March 15, 2010 | SQL Server

Yes, you can benefit from both data and backup compression

Earlier today, MSSQLTips posted a backup compression tip by Thomas LaRock (blog | twitter).  In that article, Tom states: "If you are already compressing data then you will not see much benefit from backup compression."  I don't want to argue with a rock star, and I will concede that he may be right in some scenarios.  Nonetheless, I tweeted that "it depends;" Thomas then asked for "an example where you have data comp and you also see a large benefit from backup comp?"  My initial reaction came about for two reasons:

  1. I know that the benefit you get from data compression depends heavily on data skew and how many repeated patterns you can find on a single page, whereas backup compression is not limited to finding compressible data only within the same page; and,
     
  2. I see no reason why anyone should NOT use backup compression, if they have the capability available to them (in SQL Server 2008, Enterprise Edition only; in SQL Server 2008 R2, Standard Edition and higher), unless they are already extremely CPU-bound (typically these days we are predominately I/O-bound).

I've performed several tests of data compression and the additional CPU required was more than worth the savings in I/O (and ultimately duration), so I would expect the same type of benefit here.  But I need to put my money where my mouth is… so here is an example that shows two different scenarios where data compression is used, and a variance in the benefit that data compression and then using backup compression gains you.  I created 6 databases, all prefixed with ct (which stands for "compression test"):

CREATE DATABASE ct_none_ordered;
CREATE DATABASE ct_row_ordered;
CREATE DATABASE ct_page_ordered;
 
CREATE DATABASE ct_none_not_ordered;
CREATE DATABASE ct_row_not_ordered;
CREATE DATABASE ct_page_not_ordered;

(I used a prefix mainly because it made it very easy for me to generate backup commands just for these databases.)
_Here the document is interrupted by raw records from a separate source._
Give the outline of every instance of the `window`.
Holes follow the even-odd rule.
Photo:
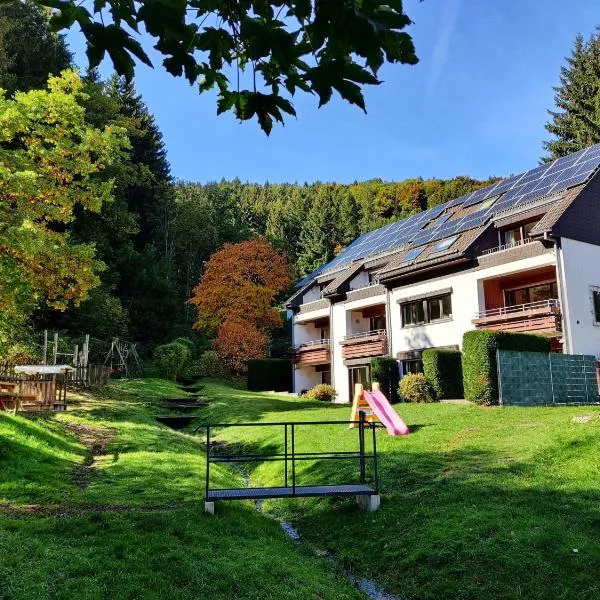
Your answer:
[[[592,287],[592,305],[594,307],[594,325],[600,325],[600,287]]]
[[[385,317],[383,315],[380,317],[371,317],[369,319],[369,330],[378,331],[380,329],[385,329]]]
[[[402,361],[402,375],[408,375],[409,373],[422,373],[423,372],[423,361],[415,358],[411,360]]]
[[[551,281],[516,290],[506,290],[504,296],[505,306],[520,306],[521,304],[530,304],[532,302],[556,300],[558,298],[558,286],[556,281]]]
[[[442,240],[431,251],[431,254],[435,254],[436,252],[443,252],[444,250],[448,250],[448,248],[450,248],[450,246],[452,246],[452,244],[454,244],[457,237],[458,236],[455,235],[451,238],[446,238],[445,240]]]
[[[425,246],[421,248],[413,248],[408,254],[402,259],[402,262],[410,262],[419,257],[419,255],[425,250]]]
[[[444,294],[436,298],[407,302],[401,307],[402,325],[424,325],[452,318],[451,294]]]

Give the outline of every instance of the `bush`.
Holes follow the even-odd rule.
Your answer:
[[[153,358],[154,365],[162,377],[176,379],[187,368],[190,350],[185,344],[169,342],[162,346],[156,346]]]
[[[253,392],[292,391],[292,363],[285,358],[248,361],[248,389]]]
[[[321,402],[333,402],[337,392],[332,385],[327,383],[319,383],[314,388],[306,392],[306,397],[310,400],[320,400]]]
[[[227,369],[215,350],[206,350],[200,355],[200,358],[190,364],[185,374],[188,377],[215,377],[219,379],[227,376]]]
[[[497,350],[551,351],[549,338],[528,333],[480,329],[463,337],[463,385],[465,398],[477,404],[498,404]]]
[[[376,356],[371,360],[371,380],[379,384],[381,391],[391,402],[398,401],[398,362],[391,356]]]
[[[190,359],[196,358],[196,345],[194,342],[192,342],[192,340],[190,340],[190,338],[180,337],[175,338],[173,341],[177,342],[178,344],[183,344],[187,347],[187,349],[190,351]]]
[[[462,355],[458,350],[423,350],[423,375],[438,400],[463,397]]]
[[[409,373],[400,380],[398,393],[405,402],[434,402],[433,388],[423,373]]]

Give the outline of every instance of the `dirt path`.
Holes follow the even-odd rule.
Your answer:
[[[67,423],[66,427],[85,446],[83,463],[77,465],[71,473],[73,485],[84,490],[90,484],[90,478],[96,470],[98,457],[108,454],[106,447],[115,436],[115,431],[107,427],[92,427],[81,423]]]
In each database I created a table with an IDENTITY column and a single VARCHAR(36) column.  In each case, I used a different compression setting to match the database.  In the databases with the _ordered suffix, I created a clustered index on the VARCHAR column: 

 CREATE TABLE dbo.a
(
    i INT IDENTITY(1,1) PRIMARY KEY NONCLUSTERED,
    a VARCHAR(36)
) WITH (DATA_COMPRESSION = NONE|ROW|PAGE);
GO
 
CREATE CLUSTERED INDEX a ON dbo.a(a)
WITH (DATA_COMPRESSION = NONE|ROW|PAGE);
GO

And in the the databases with the _not_ordered suffix, I made the primary key on the IDENTITY column clustered (and for as much symmetry as possible, created a non-clustered index on the GUID column):

 CREATE TABLE dbo.a
(
    i INT IDENTITY(1,1) PRIMARY KEY CLUSTERED,
    a VARCHAR(36)
) WITH (DATA_COMPRESSION = NONE|ROW|PAGE);
GO
 
CREATE INDEX a ON dbo.a(a)
WITH (DATA_COMPRESSION = NONE|ROW|PAGE);
GO

Then I created two tables in tempdb to store a seed list of VARCHAR(36) values – one with relatively ordered values, and one with randomly ordered values.  The quickest way I could think of to do this would be to use NEWSEQUENTIALID() and NEWID().  Now, this isn't exactly scientific because NEWSEQUENTIALID() doesn't increment by the leading character, but there are enough repeating sequences on a page that I predicted it would accomplish the results I was after (and if it didn't, I could come up with something else).  I populated each table with 100,000 rows.  My plan was to then load 10,000,000 rows into each of the above 6 tables, compare the space used on disk, and then compare the backup sizes and duration.

 USE tempdb;
GO
SET NOCOUNT ON;
GO
 
CREATE TABLE dbo.[seq]
(
  i UNIQUEIDENTIFIER NOT NULL
  DEFAULT NEWSEQUENTIALID()
);
GO
 
INSERT dbo.[seq] DEFAULT VALUES;
GO 100000
 
CREATE TABLE dbo.[rand]
(
  i UNIQUEIDENTIFIER NOT NULL
  DEFAULT NEWID()
);
GO
 
INSERT dbo.[rand] DEFAULT VALUES;
GO 100000

Now that I had my seed values, I could start populating my real tables.  I had a loop like this for each _ordered table:

 INSERT dbo.a(a)
    SELECT a = RTRIM(i)
    FROM tempdb.dbo.[seq]
    ORDER BY a;
GO 100

And then a loop like this for each _not_ordered table:

 INSERT dbo.a(a)
    SELECT a = RTRIM(i)
    FROM tempdb.dbo.[rand]
    ORDER BY NEWID();
GO 100

Was this experiment going to be fast?  Heck no! It ended up taking about an hour and a half to populate the data (60,000,000 rows), and 11 minutes, 44 seconds to perform 12 backups.  Here are the results for backup sizes:

 

And here are the results for backup times:

 

As I expected, the ordered data did not compress well using only row compression, but it did compress very well when using page compression (over 60%).  And even at the best data compression rate, we see backup compression rates over 70%, and 40% less time is required to perform those backups.  In fact I was unable to come up with a counter-example – where backup compression did NOT improve things, or even where they remained the same.  I saw benefits to using backup compression in every single case I tested, and the savings are substantial in even the worst case (45% space savings).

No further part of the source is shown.